Sanık iddiaları kabul etmedi
Sanık Levent Mustafaoğlu 15 yıldır emniyette ve operasyon hazırlıklarında görev yaptığını dile getirerek iddiaları kabul etmediğini belirtti. Sanık Levent Mustafaoğlu, “Bahsedilen yerin küçük olması sorunu benden kaynaklı bir sorun değil yerleşkeden kaynaklı. Hastaların ilaçları kamera önünde verilmektedir. O dönem 100’ün üzerinde gözaltı yapılıyordu. Gözaltı yapılmaması gerektiğini yerin, olmadığını söylememize rağmen gözaltı yapıldı. Bu iddiaları kabul etmiyorum. Beraatıma karar verilmesini talep ediyorum” dedi.
Müşteki avukatı Meriç Eyüpoğlu, müvekkillerinin tuvalet görüntülülerinin olduğunu ve ilaç kullanıldığına dair kayıtların neden mahkemeye sunulmadığını sanığa sorması üzerine, sanığa ilk bu iddiaların doğru olmadığını söylerken sonradan hatırlamadığını iddia etti.

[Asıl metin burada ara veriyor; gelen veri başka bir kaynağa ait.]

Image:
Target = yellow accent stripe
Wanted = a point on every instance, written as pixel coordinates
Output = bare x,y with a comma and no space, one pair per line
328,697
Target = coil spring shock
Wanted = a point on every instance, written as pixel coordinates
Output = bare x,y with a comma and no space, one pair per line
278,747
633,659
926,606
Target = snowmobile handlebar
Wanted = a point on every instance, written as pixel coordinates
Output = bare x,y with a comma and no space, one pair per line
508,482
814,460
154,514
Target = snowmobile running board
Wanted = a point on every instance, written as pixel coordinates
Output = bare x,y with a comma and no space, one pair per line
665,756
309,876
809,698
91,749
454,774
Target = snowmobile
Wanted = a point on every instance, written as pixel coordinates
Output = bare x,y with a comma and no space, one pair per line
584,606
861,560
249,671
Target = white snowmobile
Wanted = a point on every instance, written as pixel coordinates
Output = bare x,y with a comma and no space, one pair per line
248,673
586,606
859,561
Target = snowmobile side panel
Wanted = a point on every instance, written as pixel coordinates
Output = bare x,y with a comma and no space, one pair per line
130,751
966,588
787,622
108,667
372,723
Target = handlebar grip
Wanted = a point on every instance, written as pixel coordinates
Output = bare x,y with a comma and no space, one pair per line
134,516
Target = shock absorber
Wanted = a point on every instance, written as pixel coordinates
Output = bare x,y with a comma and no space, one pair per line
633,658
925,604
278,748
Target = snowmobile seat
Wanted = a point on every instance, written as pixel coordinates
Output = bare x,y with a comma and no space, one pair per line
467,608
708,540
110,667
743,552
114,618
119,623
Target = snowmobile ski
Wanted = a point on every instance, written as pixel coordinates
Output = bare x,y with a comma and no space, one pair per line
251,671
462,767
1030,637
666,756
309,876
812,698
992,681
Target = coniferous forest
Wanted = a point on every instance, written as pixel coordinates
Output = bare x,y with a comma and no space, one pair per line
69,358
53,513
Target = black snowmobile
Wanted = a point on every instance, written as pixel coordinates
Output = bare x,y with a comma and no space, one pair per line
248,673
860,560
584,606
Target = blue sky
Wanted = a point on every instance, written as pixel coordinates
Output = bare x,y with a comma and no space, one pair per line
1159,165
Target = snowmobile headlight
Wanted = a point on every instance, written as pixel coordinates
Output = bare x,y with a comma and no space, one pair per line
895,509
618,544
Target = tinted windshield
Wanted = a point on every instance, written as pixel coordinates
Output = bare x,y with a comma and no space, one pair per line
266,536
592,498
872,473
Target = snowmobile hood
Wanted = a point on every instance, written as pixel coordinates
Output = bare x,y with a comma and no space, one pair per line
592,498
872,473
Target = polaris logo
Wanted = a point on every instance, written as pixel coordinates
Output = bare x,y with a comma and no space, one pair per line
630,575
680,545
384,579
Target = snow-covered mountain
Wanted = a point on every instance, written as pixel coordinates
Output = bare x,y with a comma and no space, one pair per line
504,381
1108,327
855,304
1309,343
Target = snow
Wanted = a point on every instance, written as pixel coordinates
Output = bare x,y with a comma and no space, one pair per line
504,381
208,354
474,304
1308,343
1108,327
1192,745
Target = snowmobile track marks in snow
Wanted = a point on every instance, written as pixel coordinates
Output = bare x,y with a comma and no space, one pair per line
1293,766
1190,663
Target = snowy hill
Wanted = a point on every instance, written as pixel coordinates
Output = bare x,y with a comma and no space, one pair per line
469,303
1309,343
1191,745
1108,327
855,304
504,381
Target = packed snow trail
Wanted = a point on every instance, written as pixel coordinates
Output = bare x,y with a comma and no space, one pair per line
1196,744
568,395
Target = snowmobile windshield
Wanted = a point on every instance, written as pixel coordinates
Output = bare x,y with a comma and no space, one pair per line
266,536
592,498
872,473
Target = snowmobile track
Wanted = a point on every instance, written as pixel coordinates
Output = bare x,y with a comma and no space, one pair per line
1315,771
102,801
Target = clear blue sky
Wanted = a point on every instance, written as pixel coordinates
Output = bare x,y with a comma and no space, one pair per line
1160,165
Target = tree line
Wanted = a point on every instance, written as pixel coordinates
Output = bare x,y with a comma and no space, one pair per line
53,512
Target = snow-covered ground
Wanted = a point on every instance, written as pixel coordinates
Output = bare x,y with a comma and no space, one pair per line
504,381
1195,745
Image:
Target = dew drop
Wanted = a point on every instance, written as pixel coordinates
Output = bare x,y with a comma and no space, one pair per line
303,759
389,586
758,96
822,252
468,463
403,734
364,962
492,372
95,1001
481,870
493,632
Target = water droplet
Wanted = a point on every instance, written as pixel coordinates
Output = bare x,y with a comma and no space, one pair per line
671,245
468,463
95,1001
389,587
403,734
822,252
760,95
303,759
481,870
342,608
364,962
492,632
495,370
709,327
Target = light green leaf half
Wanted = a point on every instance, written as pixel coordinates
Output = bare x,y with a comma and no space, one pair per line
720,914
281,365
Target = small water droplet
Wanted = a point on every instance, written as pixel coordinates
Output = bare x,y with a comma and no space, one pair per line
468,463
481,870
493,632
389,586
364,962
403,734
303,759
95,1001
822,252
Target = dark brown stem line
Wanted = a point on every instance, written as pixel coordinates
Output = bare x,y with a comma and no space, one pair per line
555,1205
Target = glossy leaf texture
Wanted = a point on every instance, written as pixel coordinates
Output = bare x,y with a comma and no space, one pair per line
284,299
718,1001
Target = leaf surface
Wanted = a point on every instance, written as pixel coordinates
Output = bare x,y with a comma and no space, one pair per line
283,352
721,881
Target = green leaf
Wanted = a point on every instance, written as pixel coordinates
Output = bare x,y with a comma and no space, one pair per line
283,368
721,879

‘Taciz gözaltı aracında başladı’
Yaşananları konuşmanın zor bir süreç olduğunu TMMOB olarak parka açıklamaya gittiklerini ancak polisler tarafından müdahale edildiğini dile getiren Ayşe Mücella Yapıcı, “Haksız şekilde gözaltı yapıldı. Taciz gözaltı aracında başladı çok ağır şeyler söylendi. Bana yaşım itibariyle senin burada ne işin var evine git denildi. Bunlar bir şey değil daha neler yapacağız dediler. Ben gözaltı sırasında mide kanaması geçirdim. Emniyet müdürlüğünde detaylı arandık aramadan sonra gözlüğüm suç aletiymiş gibi bana verilmedi. Aynı zamanda evlerimizde de arama yapıldı. Kızımla beni bir hücreye koydular. Gözaltına alındığımda boş odalar vardı ama 10 kişiyi 2 kişilik hücreye koyuldu. Çok havasız bir yerdi” diye söyledi.
‘Sadece sanıklardan değil bu sistemden şikayetçiyim’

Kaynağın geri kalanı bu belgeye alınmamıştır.